The proliferation of and rapid advances in technology based systems, especially those related to the internet, are leading to fundamental changes in how companies interact with customers (parasuraman and Zinkhan, 2002; Bauer et al; 2005). This trend is well established in the service industry, where service providers are increasingly urged to invest in technology to better secure their future in the electronic age (Zhang and Prybutok, 2005; Bauer et al; 2005).
Today’s winners are those who
overcome consumer cynicism by exceeding expectation and going beyond the point
of encounter. These firms are successful because they have invested for the
long term through recognizing that service fulfillment not only promotes growth
of their customer base but retains customer loyalty (lake and Hickey, 2002).
The challenging business environment
in the financial service market has also resulted in more pressure on banks to
develop and utilize alternative delivery channels, with a view to attracting
more customers, improving customer’s perceptions, and encouraging loyalty (Bauer
et al; 2005; Lee and Lin, 2005,
parasuraman et al;). Among the more
recent delivery channels introduced is electronic banking. In its simplest form,
electronic banking means the provision of information about the bank and its
products via a page on the internet.
Davis et al; (1989) however, defines the term as the provision of
information and or services by a bank to its customers via computer, telephone
or television. A more developed service, in Daniel’s (1999) view, is one that
provides the customers with the opportunity to gain access to their accounts,
execute transactions or buy products online or via other electronic means such
as TV, telephone or Automated Teller Machines (ATM).
The installation of customer
friendly technology (such as menu driven automated teller machines, telephone
and internet banking services) as a means of delivering traditional banking
services has become common in recent years as a way of maintaining customer loyalty
and increasing market share.
Traditional brick and mortar banks
are using technology to meet the competitive challenge posed by online banks,
as well as a method of reducing the cost of providing services that were once
delivered exclusively by bank personnel (Joseph et al; 2003).
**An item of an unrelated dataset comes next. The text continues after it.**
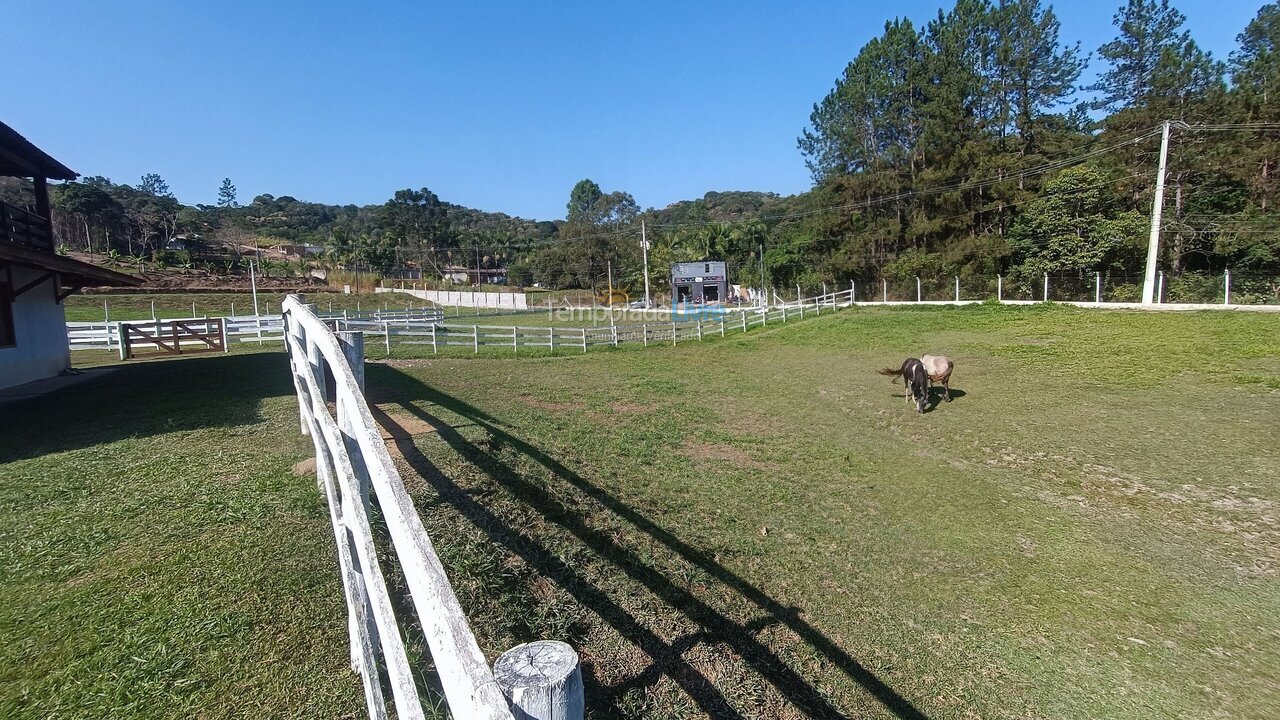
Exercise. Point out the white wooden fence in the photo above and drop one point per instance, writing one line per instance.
(355, 470)
(681, 327)
(466, 297)
(248, 328)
Managers in virtually all industries understand that
providing quality customer service is a key strategic component in firm
profitability. The importance of service delivery and its impact on improving
satisfaction and retention of customers, improving sales and market share, and
improving corporate image cannot be overstated (Lewis et al; 1994).
As with most other service
providers, banks have moved quickly to invest in technology as a way of
controlling costs, attracting new customers, and meeting with convenience and
technical innovation expectations of their existing customers (Pun et al; 2002).
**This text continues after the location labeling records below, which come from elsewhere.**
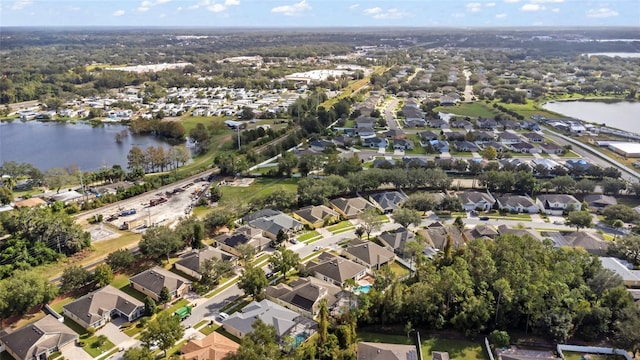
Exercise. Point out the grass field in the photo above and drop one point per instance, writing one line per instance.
(472, 110)
(458, 349)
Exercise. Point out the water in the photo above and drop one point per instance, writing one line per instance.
(622, 115)
(53, 144)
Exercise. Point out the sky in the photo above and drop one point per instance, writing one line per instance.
(320, 13)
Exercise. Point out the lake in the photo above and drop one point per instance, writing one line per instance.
(56, 144)
(622, 115)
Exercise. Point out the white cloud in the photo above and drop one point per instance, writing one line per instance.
(532, 7)
(372, 11)
(292, 10)
(473, 7)
(601, 13)
(390, 14)
(21, 4)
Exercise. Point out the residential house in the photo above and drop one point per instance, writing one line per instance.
(304, 295)
(482, 136)
(151, 282)
(368, 253)
(316, 216)
(591, 242)
(518, 203)
(39, 340)
(437, 123)
(524, 148)
(504, 229)
(488, 124)
(476, 200)
(598, 201)
(534, 137)
(336, 269)
(385, 351)
(365, 122)
(461, 124)
(97, 308)
(551, 148)
(402, 144)
(272, 225)
(396, 239)
(481, 232)
(462, 145)
(508, 138)
(242, 235)
(387, 201)
(191, 262)
(437, 235)
(454, 135)
(376, 142)
(394, 134)
(214, 346)
(557, 204)
(284, 320)
(350, 208)
(365, 132)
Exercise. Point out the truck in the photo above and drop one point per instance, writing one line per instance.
(158, 201)
(135, 223)
(128, 212)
Numerous model have been developed
to measure customer perceptions of service quality. Most of these mode is
utilized face-to-face interaction between customers and the employees of
service providers to conceptualize service quality measurement models.
However, developments in information
and communications technology have provided a platform by which companies can
design, develop and deliver services that can perceived by customers as
superior (Srjadjaja et al; 2003).
There are several competitive advantages associated with the adoption of
technology in service organizations some of which include the creation of entry
barriers, enhancement of productivity, and increase of revenue generation from
new services (Fitzsimmons & Fitzsimmons 1997). Service quality is one of
the main factors that determines the success or failure of electronic commerce
(Santos 2003).
Automated service quality has tended
to lag behind because practitioners have focused mainly on issues of usability
and measurement of use, with little or no consideration to the issues of
service quality (Buckley 2003). It has been proposed that customer perceptions
and preferences of service quality have a significant impact on a bank’s
success (Mouawad & Kleiner 1996).
Recently, technology has had a
remarkable influence on the growth of service delivery options (Dabhoikar &
Bagozzi 2002) and a profound effect on service marketing (Bitner et al; 2002).
In order to remain competitive,
banks are increasing their technology based service options (Fitzsimmons &
Fitzsimmons 1997). More and more banks have adopted technology to deliver their
services and this has resulted in: reduced costs, the creation of value added
services for customers (Zhu et al;
2002), the facilitation of their employee’s jobs and ultimately, the provision
of self – service options for customers (Dabholkar & Bagozzi 2002).
In today’s intensely competitive economy,
providing excellent customer service plays a vital role in a company’s success
and failure (Mouawad & Kleiner 1996). An increasing number of banks are
using technology to deliver their regular service to customer.
Investigations of quality issues of
bank’s automated services are necessary because of their potential influence
on: attractiveness, customer retention, positive word-of-mouth, and maximizing
competitive advantages (Santo 2003). To embrace this new technology-oriented
context, it is necessary for banks to realize how quality issues of automated
services distinguish their customer services from others. This research will
assist bank administrators to ascertain a better understanding of customer perceptions
of automated services now integrated into the bank’s product offering.